Defi is a “Bona Fide Financial Revolution” Says Niall Ferguson
Niall Ferguson, one of the most prominent living historian of finance, has called decentralized finance (defi) a genuine revolution.
“DeFi looks like a bona fide financial revolution, taking advantage of new technological possibilities to reduce transaction costs in exciting ways,” Ferguson said.
He wasn’t referring to plain transaction costs, more to new capabilities to finance commerce, citing as an example the invention of the bill of exchange in the 1300s which he describes as “a simple piece of paper which extended credit from one merchant to another, typically for a period of several months, corresponding to the time it took for an item to be transported from port A to port B: in effect, an IOU.”
Transferring heavy cash was time consuming, expensive, and risky, so the simple merchant promise to pay “constituted a form of peer-to-peer credit that proved crucial to the development of European commerce from the late-medieval period down to the 19th century.”

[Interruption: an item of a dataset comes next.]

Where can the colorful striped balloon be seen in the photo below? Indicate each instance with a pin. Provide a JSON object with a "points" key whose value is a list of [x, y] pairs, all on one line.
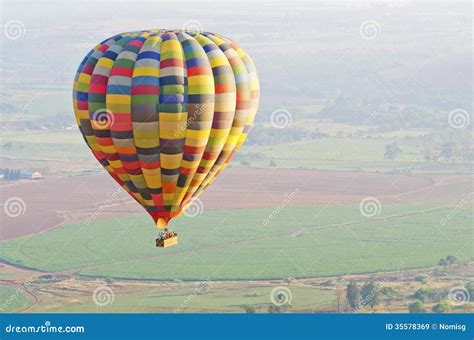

His point seemingly being that finance is more than just currency in as far as it being a dollar or gold, it is also instruments that facilitate the movement of that currency or its attribution.
“DeFi defies the skeptics to unleash a financial revolution as transformative as the e-commerce revolution of Web 2.0,” Ferguson said without providing much detail on how exactly he expects it to do so.
His primary aim so seemingly being to provide a counter-voice to the doom shouting of Paul Krugman or Nouriel Roubini. Stating:
“Economists have generally been unreceptive to cryptocurrency, if not downright hostile to it. I suspect this is because their discipline implicitly prefers the structures of financial intermediation to remain static, to avoid overcomplicating the mathematical models they are so fond of. Financial history, by contrast, enables one to discern both long-term trends in prices and revolutionary changes in markets.”
Markets. His argument being that one has to look at both substance and form, that while gold is ‘money,’ IoUs are money too, just a different sort. And thus while eth or bitcoin might not necessarily be ‘money’ for coffee, they are a financial instrument for the market.
He calls bitcoin an option on gold, but ethereum seems to excite him more, stating that “ethereum offer something different: the possibility of re-engineering the financial system on the basis of ‘smart contracts.'”
Re-engineering. So bringing us back to his example where the increased availability of cheap paper led to a new method of representing value that greatly benefited commerce.
The invention of code, and code based money, which has significant advantages over paper, will likewise revolutionize finance, Ferguson says, with one potential key area being the peer to peer lending and borrowing of value with automatic and autonomous interest rates which fluctuate by the second based on the increase or decrease in demand on borrowing or lending.
The establishment of money pools or liquidity pools in Uniswap further allows for the direct exchange of different assets which gradually may extend to other areas outside of crypto to lubricate general commerce.
Thus while some economists speak of a crypto winter, Ferguson sees something more fundamental and say:
“Applying financial history to the future, I expect this crypto winter soon to pass. It will be followed by a spring.”